The International Monetary Fund has predicted that Thailand's economic growth will range from 3 percent to 4 percent this year, and could reach 5 percent in 2000.

Such growth would confirm Thailand's recovery from the Asian economic crisis that it had caused two years ago when it floated its currency, the baht.

Ranjit Teja, chief of an IMF mission from Washington, made the prediction Friday after concluding a quarterly review of Thailand's performance under a $17.2 billion bailout package the IMF arranged in 1997 to reverse the crisis. Though the economy shrank 8 percent overall last year, Ranjit said a recovery had been settling in since the end of 1998.

Thailand has withdrawn about $14 billion in credit, and $500 million will become available by October, if needed. Thailand's foreign reserves stood at $31.9 billion as of Aug. 13. At the depths of the crisis, reserves fell to nearly zero from $25 billion.

The government has made gradual progress in restructuring the financial sector, though non-performing loans still account for a whopping 47 percent of total lending in the financial system.
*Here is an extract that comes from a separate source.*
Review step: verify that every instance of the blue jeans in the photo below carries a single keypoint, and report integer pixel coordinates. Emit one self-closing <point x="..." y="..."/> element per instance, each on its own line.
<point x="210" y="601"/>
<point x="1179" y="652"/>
Economic recovery so far has been driven by consumption and renewed growth in exports. Thailand's economic prospects are good, even if the U.S. economy begins to slow, Ranjit said. Southeast Asia and Japan are bigger export markets for Thailand than the United States. What is needed now, he said, are continuous efforts to restructure thousands of struggling companies and their debts.

But while daily change may seem tortuously slow, the officials said that the overall progress made by the government in implementing IMF-backed reforms has dramatically changed sentiment.

Reserves have been rebuilt, the baht stabilized, 56 failed finance companies liquidated, and six banks nationalized for merger and sale. Four state banks are to be sold by the end of the year to the highest bidders.